En tiempos en los que a lo largo y ancho de América y de otras partes del mundo los espectros de las extremas derechas se han venido fortaleciendo cada vez más (sin que México sea la excepción) y, sobre todo, en un contexto nacional en el que ya hasta las viejas élites intelectuales que antaño se ufanaban de ser la conciencia moral, cultural e intelectual de un México mayoritariamente ignorante y pobre se han atrevido a justificar la necesidad de un golpe de Estado técnico en contra de Sheinbaum (inclusive si la candidata de MORENA gana por más de diez puntos porcentuales de diferencia en los comicios próximos), prestar menos atención al aspecto formal de la división de poderes y más a los modos en los que ésta realmente opera (o no) y al contenido ideológico, político, económico, cultural, etc., que la animan es, hoy, fundamental para no quedar atrapados y atrapadas en la fugacidad de la coyuntura electoral y sí, en cambio, pensar en el largo plazo, en proyectos de nación transexenales.

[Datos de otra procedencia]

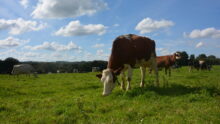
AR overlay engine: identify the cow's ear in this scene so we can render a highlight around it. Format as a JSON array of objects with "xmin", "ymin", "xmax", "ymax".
[{"xmin": 96, "ymin": 74, "xmax": 102, "ymax": 79}]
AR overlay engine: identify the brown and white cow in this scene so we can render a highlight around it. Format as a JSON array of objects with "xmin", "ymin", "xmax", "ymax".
[
  {"xmin": 150, "ymin": 52, "xmax": 181, "ymax": 76},
  {"xmin": 97, "ymin": 34, "xmax": 159, "ymax": 96}
]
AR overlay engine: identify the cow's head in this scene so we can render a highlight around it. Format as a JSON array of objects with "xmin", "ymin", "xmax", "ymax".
[
  {"xmin": 174, "ymin": 52, "xmax": 181, "ymax": 60},
  {"xmin": 96, "ymin": 69, "xmax": 116, "ymax": 96}
]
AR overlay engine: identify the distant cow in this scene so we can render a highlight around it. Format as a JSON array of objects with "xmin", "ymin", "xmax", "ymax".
[
  {"xmin": 150, "ymin": 52, "xmax": 181, "ymax": 76},
  {"xmin": 11, "ymin": 64, "xmax": 37, "ymax": 77},
  {"xmin": 96, "ymin": 34, "xmax": 159, "ymax": 96}
]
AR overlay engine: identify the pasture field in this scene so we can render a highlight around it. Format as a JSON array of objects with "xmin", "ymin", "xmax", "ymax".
[{"xmin": 0, "ymin": 66, "xmax": 220, "ymax": 124}]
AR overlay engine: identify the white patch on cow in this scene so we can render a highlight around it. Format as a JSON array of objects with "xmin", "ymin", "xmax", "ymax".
[
  {"xmin": 101, "ymin": 69, "xmax": 115, "ymax": 96},
  {"xmin": 121, "ymin": 64, "xmax": 133, "ymax": 90},
  {"xmin": 135, "ymin": 53, "xmax": 159, "ymax": 87}
]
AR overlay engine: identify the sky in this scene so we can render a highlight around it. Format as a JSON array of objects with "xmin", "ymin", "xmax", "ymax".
[{"xmin": 0, "ymin": 0, "xmax": 220, "ymax": 62}]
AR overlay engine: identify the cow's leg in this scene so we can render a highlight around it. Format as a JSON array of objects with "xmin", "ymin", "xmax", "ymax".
[
  {"xmin": 140, "ymin": 66, "xmax": 146, "ymax": 87},
  {"xmin": 121, "ymin": 71, "xmax": 126, "ymax": 90},
  {"xmin": 127, "ymin": 67, "xmax": 133, "ymax": 90}
]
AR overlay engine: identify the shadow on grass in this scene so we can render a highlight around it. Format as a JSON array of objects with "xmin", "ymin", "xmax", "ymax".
[{"xmin": 126, "ymin": 84, "xmax": 220, "ymax": 97}]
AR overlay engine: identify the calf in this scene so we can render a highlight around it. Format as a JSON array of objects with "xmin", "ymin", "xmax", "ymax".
[{"xmin": 97, "ymin": 34, "xmax": 159, "ymax": 96}]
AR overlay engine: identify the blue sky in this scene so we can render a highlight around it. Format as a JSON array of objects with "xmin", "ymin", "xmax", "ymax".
[{"xmin": 0, "ymin": 0, "xmax": 220, "ymax": 61}]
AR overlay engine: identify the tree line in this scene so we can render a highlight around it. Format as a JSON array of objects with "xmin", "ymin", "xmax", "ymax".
[{"xmin": 0, "ymin": 51, "xmax": 220, "ymax": 74}]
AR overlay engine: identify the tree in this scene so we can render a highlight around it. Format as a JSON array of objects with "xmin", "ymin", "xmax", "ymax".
[
  {"xmin": 3, "ymin": 57, "xmax": 19, "ymax": 74},
  {"xmin": 177, "ymin": 51, "xmax": 189, "ymax": 66},
  {"xmin": 196, "ymin": 53, "xmax": 207, "ymax": 60},
  {"xmin": 207, "ymin": 55, "xmax": 216, "ymax": 59}
]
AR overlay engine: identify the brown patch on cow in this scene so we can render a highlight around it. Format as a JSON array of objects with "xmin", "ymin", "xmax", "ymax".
[
  {"xmin": 96, "ymin": 74, "xmax": 102, "ymax": 79},
  {"xmin": 107, "ymin": 34, "xmax": 156, "ymax": 75}
]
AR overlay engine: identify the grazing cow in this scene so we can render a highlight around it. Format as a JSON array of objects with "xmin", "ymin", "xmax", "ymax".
[
  {"xmin": 11, "ymin": 64, "xmax": 37, "ymax": 77},
  {"xmin": 96, "ymin": 34, "xmax": 159, "ymax": 96},
  {"xmin": 150, "ymin": 52, "xmax": 181, "ymax": 76}
]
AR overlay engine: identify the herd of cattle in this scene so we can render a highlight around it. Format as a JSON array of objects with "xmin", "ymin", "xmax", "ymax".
[{"xmin": 9, "ymin": 34, "xmax": 211, "ymax": 96}]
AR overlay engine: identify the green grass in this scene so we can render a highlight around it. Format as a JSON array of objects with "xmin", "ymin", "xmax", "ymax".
[{"xmin": 0, "ymin": 66, "xmax": 220, "ymax": 124}]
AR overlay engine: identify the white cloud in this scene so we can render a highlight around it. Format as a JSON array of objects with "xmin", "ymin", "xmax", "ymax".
[
  {"xmin": 184, "ymin": 28, "xmax": 220, "ymax": 38},
  {"xmin": 0, "ymin": 18, "xmax": 46, "ymax": 35},
  {"xmin": 31, "ymin": 0, "xmax": 107, "ymax": 18},
  {"xmin": 20, "ymin": 0, "xmax": 29, "ymax": 8},
  {"xmin": 135, "ymin": 18, "xmax": 174, "ymax": 34},
  {"xmin": 25, "ymin": 42, "xmax": 82, "ymax": 51},
  {"xmin": 196, "ymin": 42, "xmax": 204, "ymax": 48},
  {"xmin": 156, "ymin": 48, "xmax": 172, "ymax": 55},
  {"xmin": 0, "ymin": 37, "xmax": 29, "ymax": 48},
  {"xmin": 55, "ymin": 20, "xmax": 106, "ymax": 36},
  {"xmin": 92, "ymin": 44, "xmax": 105, "ymax": 48}
]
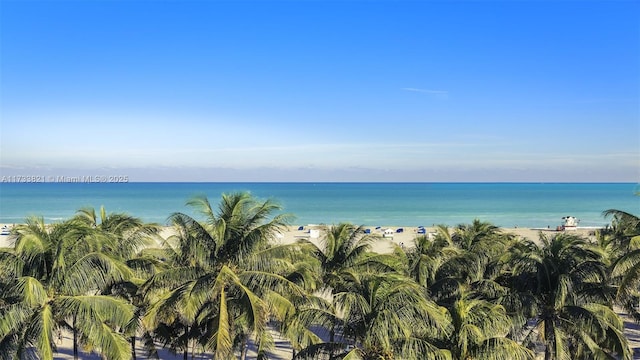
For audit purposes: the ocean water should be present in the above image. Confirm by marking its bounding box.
[0,183,640,227]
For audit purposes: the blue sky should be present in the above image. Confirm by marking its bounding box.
[0,0,640,182]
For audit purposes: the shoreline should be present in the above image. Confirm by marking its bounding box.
[0,224,602,253]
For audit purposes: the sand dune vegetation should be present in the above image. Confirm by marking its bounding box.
[0,193,640,360]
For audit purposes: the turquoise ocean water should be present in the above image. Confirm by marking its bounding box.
[0,183,640,227]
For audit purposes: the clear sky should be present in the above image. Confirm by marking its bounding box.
[0,0,640,182]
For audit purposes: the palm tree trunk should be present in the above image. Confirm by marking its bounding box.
[240,336,248,360]
[544,319,556,360]
[73,314,78,360]
[182,326,189,360]
[131,335,136,360]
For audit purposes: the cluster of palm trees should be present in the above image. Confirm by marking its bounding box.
[0,193,640,360]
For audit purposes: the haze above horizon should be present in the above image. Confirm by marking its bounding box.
[0,0,640,182]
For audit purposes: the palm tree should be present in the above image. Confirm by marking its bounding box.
[443,292,535,360]
[514,234,632,360]
[296,272,450,360]
[598,209,640,321]
[0,217,133,359]
[145,193,303,359]
[407,225,462,288]
[75,206,161,360]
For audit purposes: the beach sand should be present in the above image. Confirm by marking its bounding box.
[0,224,640,360]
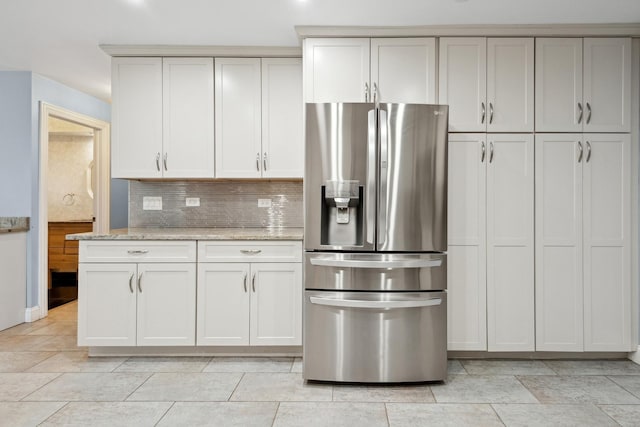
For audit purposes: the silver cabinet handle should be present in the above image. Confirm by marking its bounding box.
[578,141,582,163]
[309,297,442,310]
[240,249,262,255]
[578,102,583,123]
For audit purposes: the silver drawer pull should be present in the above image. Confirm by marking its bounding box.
[240,249,262,255]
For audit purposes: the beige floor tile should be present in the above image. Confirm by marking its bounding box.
[273,402,388,427]
[24,373,149,402]
[333,384,435,403]
[158,402,278,427]
[600,405,640,427]
[387,403,503,427]
[460,360,556,375]
[204,357,293,372]
[116,357,211,372]
[0,402,67,427]
[0,373,60,402]
[493,404,617,427]
[0,351,56,372]
[126,372,242,402]
[29,351,127,372]
[516,375,640,404]
[230,373,333,402]
[431,375,538,403]
[42,402,171,427]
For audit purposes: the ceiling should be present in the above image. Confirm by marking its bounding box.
[0,0,640,100]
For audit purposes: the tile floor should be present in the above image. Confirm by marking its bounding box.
[0,303,640,427]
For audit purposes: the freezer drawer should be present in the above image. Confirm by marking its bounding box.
[303,291,447,383]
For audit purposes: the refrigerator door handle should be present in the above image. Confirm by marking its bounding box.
[378,110,389,249]
[365,110,376,244]
[309,297,442,310]
[310,257,442,268]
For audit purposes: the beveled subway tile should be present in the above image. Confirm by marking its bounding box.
[24,373,149,402]
[431,375,538,403]
[493,404,617,427]
[386,403,503,427]
[126,372,242,402]
[204,357,293,372]
[230,373,333,402]
[0,402,67,427]
[158,402,278,427]
[273,402,388,427]
[0,373,60,402]
[461,359,556,375]
[41,402,171,427]
[516,375,640,404]
[116,357,211,372]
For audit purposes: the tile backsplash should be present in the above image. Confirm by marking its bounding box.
[129,181,303,228]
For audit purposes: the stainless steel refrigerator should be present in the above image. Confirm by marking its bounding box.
[303,103,448,383]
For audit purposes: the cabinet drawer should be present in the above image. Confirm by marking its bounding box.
[80,240,196,262]
[198,240,302,262]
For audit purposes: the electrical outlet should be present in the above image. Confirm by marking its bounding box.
[142,196,162,211]
[258,199,271,208]
[185,197,200,207]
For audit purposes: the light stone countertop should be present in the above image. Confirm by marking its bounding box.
[66,227,303,240]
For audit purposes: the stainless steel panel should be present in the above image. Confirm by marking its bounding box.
[377,104,448,252]
[303,291,447,383]
[304,252,447,291]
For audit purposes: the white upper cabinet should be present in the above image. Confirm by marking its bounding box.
[439,37,534,132]
[215,58,262,178]
[371,37,436,104]
[536,38,631,132]
[111,58,162,178]
[261,58,304,178]
[303,38,370,102]
[162,58,214,178]
[112,57,214,178]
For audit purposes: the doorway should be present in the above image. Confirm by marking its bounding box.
[34,103,111,320]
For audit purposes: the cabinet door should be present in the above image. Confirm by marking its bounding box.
[371,37,436,104]
[78,263,136,347]
[439,37,488,132]
[196,263,250,345]
[261,58,304,178]
[111,58,162,178]
[487,134,535,351]
[583,38,631,132]
[583,134,632,351]
[215,58,262,178]
[303,38,372,102]
[249,263,302,345]
[137,263,196,346]
[487,37,533,132]
[535,134,585,351]
[162,58,214,178]
[535,38,585,132]
[447,134,488,350]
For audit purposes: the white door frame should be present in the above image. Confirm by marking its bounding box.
[37,102,111,322]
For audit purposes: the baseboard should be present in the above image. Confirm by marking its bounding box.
[24,305,42,323]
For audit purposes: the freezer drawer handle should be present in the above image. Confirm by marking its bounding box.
[309,297,442,309]
[311,258,442,268]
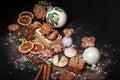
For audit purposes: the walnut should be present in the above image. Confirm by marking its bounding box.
[41,48,54,59]
[40,23,52,35]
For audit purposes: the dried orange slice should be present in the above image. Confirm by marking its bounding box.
[19,41,34,53]
[19,11,34,19]
[17,16,32,26]
[30,42,44,54]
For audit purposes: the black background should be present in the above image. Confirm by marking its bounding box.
[0,0,120,78]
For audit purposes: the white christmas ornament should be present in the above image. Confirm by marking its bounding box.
[82,47,101,65]
[46,6,67,28]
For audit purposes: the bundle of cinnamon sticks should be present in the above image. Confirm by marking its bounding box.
[35,63,51,80]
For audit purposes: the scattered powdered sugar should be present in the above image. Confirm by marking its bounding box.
[4,20,120,80]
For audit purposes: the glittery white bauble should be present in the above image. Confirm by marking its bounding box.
[64,47,77,57]
[62,36,73,47]
[82,47,101,64]
[46,7,67,28]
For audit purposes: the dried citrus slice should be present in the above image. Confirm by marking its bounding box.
[19,11,34,19]
[30,42,44,54]
[19,41,34,53]
[17,16,32,26]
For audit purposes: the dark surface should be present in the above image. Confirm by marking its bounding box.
[0,0,120,80]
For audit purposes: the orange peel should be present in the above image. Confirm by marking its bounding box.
[18,41,34,53]
[19,11,34,19]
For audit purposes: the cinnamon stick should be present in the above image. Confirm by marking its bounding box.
[35,64,44,80]
[46,64,51,80]
[43,64,47,80]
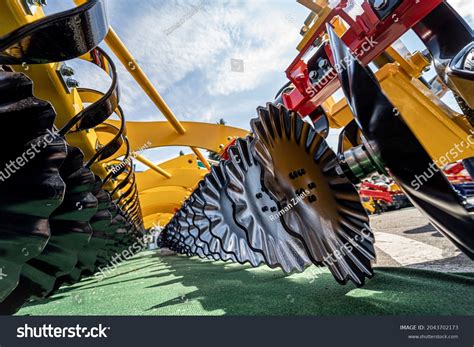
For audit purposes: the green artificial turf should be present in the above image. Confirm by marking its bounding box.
[14,251,474,315]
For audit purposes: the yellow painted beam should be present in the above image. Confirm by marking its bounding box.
[134,153,171,178]
[140,186,192,217]
[97,120,249,158]
[327,63,474,160]
[143,213,173,229]
[135,154,207,192]
[105,28,186,134]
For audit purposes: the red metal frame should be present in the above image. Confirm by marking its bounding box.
[282,0,443,116]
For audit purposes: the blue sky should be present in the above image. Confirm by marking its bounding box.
[47,0,474,169]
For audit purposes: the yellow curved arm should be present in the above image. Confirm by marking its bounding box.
[97,120,249,159]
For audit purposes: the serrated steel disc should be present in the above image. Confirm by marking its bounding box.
[328,26,474,259]
[200,166,265,266]
[187,192,236,262]
[251,104,375,285]
[224,137,311,273]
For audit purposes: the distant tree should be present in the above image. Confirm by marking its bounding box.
[208,118,227,161]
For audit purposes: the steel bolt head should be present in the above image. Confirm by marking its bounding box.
[374,0,388,11]
[60,65,74,76]
[66,77,79,88]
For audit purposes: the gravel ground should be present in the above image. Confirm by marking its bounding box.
[371,208,474,272]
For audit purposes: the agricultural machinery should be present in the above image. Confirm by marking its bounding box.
[0,0,474,314]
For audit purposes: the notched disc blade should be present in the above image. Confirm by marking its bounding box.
[251,104,375,285]
[224,138,311,273]
[328,26,474,259]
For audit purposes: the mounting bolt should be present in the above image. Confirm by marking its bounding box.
[59,64,74,77]
[374,0,388,11]
[318,59,328,69]
[66,77,79,88]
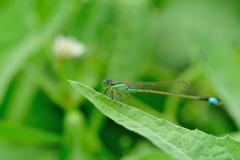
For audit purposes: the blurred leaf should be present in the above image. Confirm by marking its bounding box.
[106,5,151,81]
[70,81,240,160]
[0,0,79,103]
[62,110,115,159]
[122,141,174,160]
[0,139,59,160]
[0,121,61,145]
[5,74,37,123]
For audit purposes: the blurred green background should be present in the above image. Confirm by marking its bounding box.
[0,0,240,160]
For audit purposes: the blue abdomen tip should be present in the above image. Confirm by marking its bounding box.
[208,97,221,104]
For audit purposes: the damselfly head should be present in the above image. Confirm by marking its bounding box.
[102,79,112,87]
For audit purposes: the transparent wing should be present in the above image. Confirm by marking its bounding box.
[126,81,193,94]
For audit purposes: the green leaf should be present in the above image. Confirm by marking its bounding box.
[0,139,60,160]
[0,0,78,104]
[0,121,61,145]
[70,81,240,160]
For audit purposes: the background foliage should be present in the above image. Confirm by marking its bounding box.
[0,0,240,159]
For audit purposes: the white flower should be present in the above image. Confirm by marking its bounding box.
[53,35,86,59]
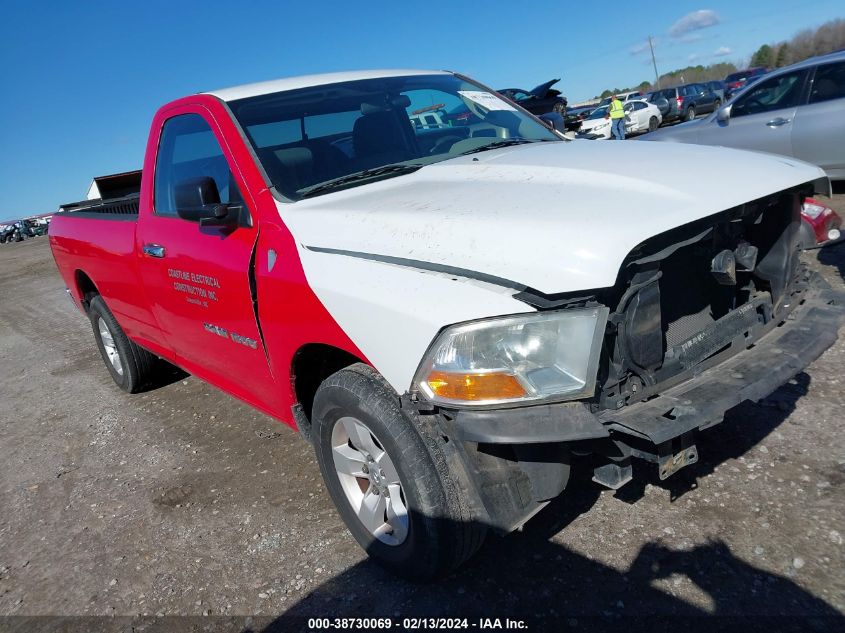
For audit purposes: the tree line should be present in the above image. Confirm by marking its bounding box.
[750,18,845,68]
[595,18,845,99]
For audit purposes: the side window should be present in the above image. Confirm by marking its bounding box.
[810,62,845,103]
[154,114,242,216]
[731,70,806,117]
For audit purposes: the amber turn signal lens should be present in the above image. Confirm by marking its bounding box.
[426,371,525,400]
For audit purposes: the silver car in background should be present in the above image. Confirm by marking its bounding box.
[641,51,845,180]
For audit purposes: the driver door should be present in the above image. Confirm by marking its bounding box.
[136,107,278,408]
[708,70,807,156]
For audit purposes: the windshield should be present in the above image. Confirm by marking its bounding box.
[725,70,751,83]
[229,75,562,200]
[585,106,607,121]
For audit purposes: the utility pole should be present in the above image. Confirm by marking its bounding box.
[648,35,660,90]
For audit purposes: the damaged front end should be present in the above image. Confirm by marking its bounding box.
[417,188,845,531]
[594,185,842,488]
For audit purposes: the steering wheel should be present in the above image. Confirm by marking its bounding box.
[428,134,463,156]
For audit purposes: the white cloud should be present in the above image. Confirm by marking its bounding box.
[669,9,721,37]
[630,37,660,56]
[631,41,648,55]
[678,33,703,44]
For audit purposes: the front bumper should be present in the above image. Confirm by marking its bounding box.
[454,277,845,444]
[435,277,845,532]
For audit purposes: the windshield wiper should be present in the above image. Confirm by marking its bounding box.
[299,164,422,198]
[461,138,555,156]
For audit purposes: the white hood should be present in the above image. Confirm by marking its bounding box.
[279,141,824,294]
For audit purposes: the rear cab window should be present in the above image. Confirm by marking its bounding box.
[809,62,845,103]
[731,70,807,117]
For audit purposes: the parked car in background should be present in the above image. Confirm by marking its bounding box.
[564,106,595,132]
[799,198,843,249]
[705,80,727,103]
[643,52,845,180]
[578,100,663,140]
[578,106,611,140]
[499,79,566,115]
[724,66,769,101]
[652,84,722,121]
[645,90,678,121]
[623,99,663,134]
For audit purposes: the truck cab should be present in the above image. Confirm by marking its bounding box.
[50,71,842,578]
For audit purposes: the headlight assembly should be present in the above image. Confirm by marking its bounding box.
[414,306,608,407]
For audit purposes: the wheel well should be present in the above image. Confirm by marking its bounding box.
[291,343,363,423]
[76,270,100,312]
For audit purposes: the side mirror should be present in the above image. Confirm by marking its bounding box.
[173,176,243,226]
[537,112,566,132]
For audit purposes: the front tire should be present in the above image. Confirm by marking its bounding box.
[312,364,486,580]
[88,295,156,393]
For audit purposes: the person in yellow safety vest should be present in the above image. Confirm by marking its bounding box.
[605,95,625,141]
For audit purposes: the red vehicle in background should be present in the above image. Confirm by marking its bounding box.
[801,198,842,249]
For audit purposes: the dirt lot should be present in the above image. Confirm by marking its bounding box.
[0,195,845,630]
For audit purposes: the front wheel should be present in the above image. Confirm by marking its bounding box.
[312,364,486,580]
[88,296,156,393]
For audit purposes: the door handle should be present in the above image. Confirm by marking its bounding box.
[143,244,164,258]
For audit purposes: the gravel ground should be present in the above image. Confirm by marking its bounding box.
[0,195,845,630]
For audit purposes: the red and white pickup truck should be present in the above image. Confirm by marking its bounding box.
[50,71,843,578]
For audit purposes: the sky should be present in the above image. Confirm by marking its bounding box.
[0,0,845,221]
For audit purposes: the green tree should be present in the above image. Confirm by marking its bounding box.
[775,43,789,68]
[751,44,775,68]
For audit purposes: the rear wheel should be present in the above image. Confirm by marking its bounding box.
[312,364,486,580]
[88,296,156,393]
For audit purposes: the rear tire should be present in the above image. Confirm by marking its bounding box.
[88,295,156,393]
[312,363,486,581]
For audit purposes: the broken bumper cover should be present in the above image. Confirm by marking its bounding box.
[454,278,845,445]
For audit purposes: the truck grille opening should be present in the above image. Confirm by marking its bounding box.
[598,191,803,408]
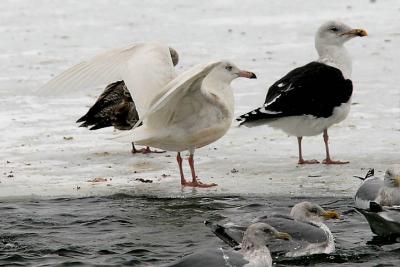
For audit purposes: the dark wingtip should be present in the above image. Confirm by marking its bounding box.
[76,115,86,123]
[369,201,382,212]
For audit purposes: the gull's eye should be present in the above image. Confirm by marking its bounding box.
[310,208,318,213]
[225,65,232,71]
[329,26,339,32]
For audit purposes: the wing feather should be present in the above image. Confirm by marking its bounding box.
[39,43,176,114]
[134,61,220,128]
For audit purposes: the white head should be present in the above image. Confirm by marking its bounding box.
[290,201,340,222]
[315,21,367,55]
[241,223,292,250]
[209,60,257,84]
[383,168,400,188]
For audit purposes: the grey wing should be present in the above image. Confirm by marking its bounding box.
[257,215,329,254]
[354,177,383,209]
[165,248,249,267]
[204,221,246,248]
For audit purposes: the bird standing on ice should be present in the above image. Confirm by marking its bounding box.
[77,47,179,154]
[237,21,367,164]
[41,43,256,187]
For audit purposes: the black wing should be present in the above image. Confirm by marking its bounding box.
[237,62,353,123]
[77,81,139,130]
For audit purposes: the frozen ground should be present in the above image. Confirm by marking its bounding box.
[0,0,400,200]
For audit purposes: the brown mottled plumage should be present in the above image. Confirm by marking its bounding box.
[77,81,139,130]
[77,48,179,133]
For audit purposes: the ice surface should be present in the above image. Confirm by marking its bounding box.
[0,0,400,200]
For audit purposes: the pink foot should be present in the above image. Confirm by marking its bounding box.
[181,181,217,188]
[322,159,350,164]
[297,159,319,164]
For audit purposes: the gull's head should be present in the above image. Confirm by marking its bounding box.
[315,21,368,50]
[383,168,400,188]
[169,47,179,66]
[210,60,257,83]
[242,222,292,250]
[290,201,340,222]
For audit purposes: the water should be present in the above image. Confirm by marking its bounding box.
[0,194,400,266]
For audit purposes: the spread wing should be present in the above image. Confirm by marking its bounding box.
[39,43,176,115]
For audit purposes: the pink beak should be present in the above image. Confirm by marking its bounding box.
[238,70,257,79]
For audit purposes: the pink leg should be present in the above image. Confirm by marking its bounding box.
[322,129,349,164]
[181,154,217,188]
[132,142,165,154]
[297,136,319,164]
[176,152,186,185]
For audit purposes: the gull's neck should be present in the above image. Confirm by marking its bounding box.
[311,221,335,254]
[239,241,272,267]
[201,73,235,118]
[315,42,352,79]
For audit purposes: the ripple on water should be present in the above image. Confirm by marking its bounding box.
[0,194,400,267]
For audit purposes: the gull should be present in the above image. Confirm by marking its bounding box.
[206,201,339,257]
[40,43,256,188]
[76,47,179,154]
[237,21,367,164]
[354,167,400,210]
[167,223,291,267]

MORENA y la 4T, por su parte (pues el obradorismo se cuece aparte) para verdaderamente honrar, en lo sucesivo, lo que significaría un triunfo unitario de su plataforma política en las próximas elecciones, lo primero que tendría que atender es la imperiosa necesidad de que se forme cuadros políticos e intelectuales nuevos; cuadros propios porque, eventualmente, seguir haciendo del partido un cobijo para personajes impresentables de otros institutos políticos será insostenible no sólo en términos de la legitimidad con la cual contarán el partido y el movimiento para seguirse presentando como una alternativa al viejo régimen bipartidista (PRI-PAN) sino, además, en términos de lo que significaría el haber convertido al Movimiento de Regeneración Nacional en una plataforma de lanzamiento de nuevas fuerzas políticas opositoras, sólo que ahora enjuagadas y con el rostro lavado por su paso por las filas del morenismo. Además, en MORENA y en la 4T tienen que verdaderamente comprender que las alianzas estratégicas y los votos que éstas cultiven, más allá de si se traducen o no en cargos públicos para viejos y viejas priístas y panistas conversos y conversas en morenistas, no son ni pueden ser cartas en blanco exigidas a su electorado. Hoy, la coyuntura por la cual atraviesan el partido y el movimiento pueden justificar ese tipo de amasiatos, pero mañana ya no.
Ricardo Orozco, internacionalista y posgrado en Estudios Latinoamericanos por la Universidad Nacional Autónoma de México.